I've found that when I'm able to visualize progress it motivates me. I'm not a productivity expert or a psychologist but this makes a lot of sense and I figured I'd share it even if you've heard it before.
Since March 28th, I've been doing push-ups and tracking the number of push-ups I achieve in a spreadsheet. Yes, I know this completely classifies me as a total nerd, but I'm OK with that; I'm writing a blog post about my push-up spreadsheet, I'm well aware of the overall nerdiness going on here. I won't get into the nirty-gritty about how I used IFTTT to send me a Google Drive survey every morning on my phone reminding me to do push-ups as well as providing a convenient place to simply enter the numbers. I won't go into the details about how that survey automatically goes into a Drive sheet and the graph (pictured below) automatically updates with each response. No, I won't go into that because I'm afraid that you will think I'm very nerdy, but if you really want me to then let me know and I'll write that up too.
In order to make sure that this data actually meant something I wanted to put a couple rules in place for myself.
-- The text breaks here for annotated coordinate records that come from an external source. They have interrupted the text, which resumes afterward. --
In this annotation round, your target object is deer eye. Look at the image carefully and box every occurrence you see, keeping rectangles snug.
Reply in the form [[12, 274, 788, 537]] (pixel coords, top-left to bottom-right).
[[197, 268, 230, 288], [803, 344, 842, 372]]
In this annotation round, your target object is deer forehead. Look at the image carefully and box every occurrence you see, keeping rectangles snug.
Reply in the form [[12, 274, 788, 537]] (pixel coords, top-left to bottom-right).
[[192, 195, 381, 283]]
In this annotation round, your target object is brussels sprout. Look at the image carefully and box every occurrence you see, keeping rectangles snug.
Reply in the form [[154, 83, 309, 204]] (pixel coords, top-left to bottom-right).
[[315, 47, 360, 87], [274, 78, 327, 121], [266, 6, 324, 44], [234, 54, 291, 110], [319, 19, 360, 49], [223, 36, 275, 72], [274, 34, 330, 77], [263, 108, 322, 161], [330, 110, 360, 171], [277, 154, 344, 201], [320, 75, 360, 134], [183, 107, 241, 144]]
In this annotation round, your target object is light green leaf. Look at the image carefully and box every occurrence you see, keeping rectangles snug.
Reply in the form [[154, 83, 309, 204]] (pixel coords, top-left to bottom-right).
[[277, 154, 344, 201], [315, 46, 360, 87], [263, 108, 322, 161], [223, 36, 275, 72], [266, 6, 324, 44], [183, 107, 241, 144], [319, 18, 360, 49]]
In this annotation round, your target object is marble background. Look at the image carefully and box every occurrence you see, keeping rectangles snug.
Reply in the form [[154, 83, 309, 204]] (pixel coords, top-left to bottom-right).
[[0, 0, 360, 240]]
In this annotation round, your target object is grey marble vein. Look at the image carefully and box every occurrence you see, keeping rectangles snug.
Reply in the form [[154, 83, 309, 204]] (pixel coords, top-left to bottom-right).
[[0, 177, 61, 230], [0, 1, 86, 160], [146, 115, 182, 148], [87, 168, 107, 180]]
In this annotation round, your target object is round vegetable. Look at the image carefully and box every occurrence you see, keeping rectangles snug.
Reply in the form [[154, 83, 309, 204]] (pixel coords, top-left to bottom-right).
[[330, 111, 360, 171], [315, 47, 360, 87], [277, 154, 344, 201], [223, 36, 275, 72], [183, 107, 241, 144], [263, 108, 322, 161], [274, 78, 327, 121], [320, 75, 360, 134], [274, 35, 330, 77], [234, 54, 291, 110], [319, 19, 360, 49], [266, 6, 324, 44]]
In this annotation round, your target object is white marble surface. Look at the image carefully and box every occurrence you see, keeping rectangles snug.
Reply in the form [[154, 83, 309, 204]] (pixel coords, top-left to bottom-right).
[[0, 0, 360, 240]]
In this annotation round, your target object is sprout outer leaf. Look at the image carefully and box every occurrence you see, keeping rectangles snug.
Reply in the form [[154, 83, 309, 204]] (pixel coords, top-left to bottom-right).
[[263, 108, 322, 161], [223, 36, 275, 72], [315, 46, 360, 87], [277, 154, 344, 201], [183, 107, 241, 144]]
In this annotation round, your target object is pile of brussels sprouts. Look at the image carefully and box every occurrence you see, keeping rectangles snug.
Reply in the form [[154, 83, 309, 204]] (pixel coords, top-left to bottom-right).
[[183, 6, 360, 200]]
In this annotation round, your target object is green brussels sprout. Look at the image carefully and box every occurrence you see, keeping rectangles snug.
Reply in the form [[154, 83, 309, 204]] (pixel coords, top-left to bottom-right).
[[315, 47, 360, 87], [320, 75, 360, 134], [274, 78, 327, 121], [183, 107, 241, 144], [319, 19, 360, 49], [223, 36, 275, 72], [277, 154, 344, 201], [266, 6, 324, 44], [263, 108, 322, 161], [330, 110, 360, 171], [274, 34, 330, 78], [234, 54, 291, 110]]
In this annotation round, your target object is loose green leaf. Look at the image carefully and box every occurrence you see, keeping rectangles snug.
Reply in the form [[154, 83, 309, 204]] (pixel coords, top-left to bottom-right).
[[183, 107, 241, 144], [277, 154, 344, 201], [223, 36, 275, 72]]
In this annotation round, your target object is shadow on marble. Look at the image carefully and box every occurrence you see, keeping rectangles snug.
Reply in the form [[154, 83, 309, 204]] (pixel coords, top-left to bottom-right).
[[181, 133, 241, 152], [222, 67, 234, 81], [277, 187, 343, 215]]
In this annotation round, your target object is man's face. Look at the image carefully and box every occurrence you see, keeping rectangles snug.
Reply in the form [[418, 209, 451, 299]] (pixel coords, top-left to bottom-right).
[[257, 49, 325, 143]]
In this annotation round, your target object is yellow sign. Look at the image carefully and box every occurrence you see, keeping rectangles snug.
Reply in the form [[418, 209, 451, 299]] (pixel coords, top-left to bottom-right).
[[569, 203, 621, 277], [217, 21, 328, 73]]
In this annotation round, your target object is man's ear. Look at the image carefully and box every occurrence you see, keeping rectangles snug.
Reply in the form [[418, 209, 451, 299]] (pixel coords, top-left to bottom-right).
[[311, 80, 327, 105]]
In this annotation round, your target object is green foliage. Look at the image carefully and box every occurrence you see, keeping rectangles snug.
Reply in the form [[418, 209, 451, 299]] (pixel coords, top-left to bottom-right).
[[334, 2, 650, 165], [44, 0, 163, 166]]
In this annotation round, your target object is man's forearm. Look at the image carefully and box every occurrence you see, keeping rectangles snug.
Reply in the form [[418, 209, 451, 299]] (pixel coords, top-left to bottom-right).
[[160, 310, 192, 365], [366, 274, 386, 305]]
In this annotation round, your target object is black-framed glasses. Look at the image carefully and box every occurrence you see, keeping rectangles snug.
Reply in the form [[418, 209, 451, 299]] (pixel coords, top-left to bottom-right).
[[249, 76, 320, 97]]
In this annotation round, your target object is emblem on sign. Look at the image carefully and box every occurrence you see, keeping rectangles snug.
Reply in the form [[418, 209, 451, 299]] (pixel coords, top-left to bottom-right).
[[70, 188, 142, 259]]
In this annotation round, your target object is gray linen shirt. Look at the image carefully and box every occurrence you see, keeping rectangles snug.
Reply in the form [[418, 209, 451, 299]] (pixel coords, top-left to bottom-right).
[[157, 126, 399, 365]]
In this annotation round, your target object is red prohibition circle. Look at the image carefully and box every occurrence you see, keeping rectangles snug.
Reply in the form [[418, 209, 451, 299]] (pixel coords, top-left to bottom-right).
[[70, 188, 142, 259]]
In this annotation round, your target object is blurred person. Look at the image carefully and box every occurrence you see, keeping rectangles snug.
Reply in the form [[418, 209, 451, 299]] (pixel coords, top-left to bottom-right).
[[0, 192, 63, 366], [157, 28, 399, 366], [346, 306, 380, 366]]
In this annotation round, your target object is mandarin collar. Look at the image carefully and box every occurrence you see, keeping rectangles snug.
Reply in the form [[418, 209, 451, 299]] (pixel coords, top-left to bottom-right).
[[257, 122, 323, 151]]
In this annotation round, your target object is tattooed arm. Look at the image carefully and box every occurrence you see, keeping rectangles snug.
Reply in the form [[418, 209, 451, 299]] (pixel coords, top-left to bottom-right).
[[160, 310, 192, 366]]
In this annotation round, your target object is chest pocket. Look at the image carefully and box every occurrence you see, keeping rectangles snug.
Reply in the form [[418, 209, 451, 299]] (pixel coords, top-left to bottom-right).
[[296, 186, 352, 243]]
- Push-up until I physically can't do another one.
- Do them at roughly the same time every day.
The first rule ensured that I wouldn't be future padding results by holding back now so that I could get a consistent improvement day-by-day. The second rule, since I picked just after waking up, prevents as much outside influence as possible. There is still the chance that a good or bad night's sleep would impact my numbers but I figured it's better to narrow it down to as few external factors as possible.
Now that I've been doing push-ups every morning for a few months here's what that information looks like in a graph form. I started at just over 10 with a couple days of exactly 10 and have grown to be able to do over 30 push-ups as of August 30th. I'm not trying to brag because honestly 30 push-ups isn't really a viable bragging right but I think it's interesting to visualize this information which brings me to my main point and title of this post, "being able to see progress is motivating."
I love looking at this chart, it makes me feel good that I'm improving. It is very simple and very clear that I'm making progress, not rapid progress but it's visual and easy to see.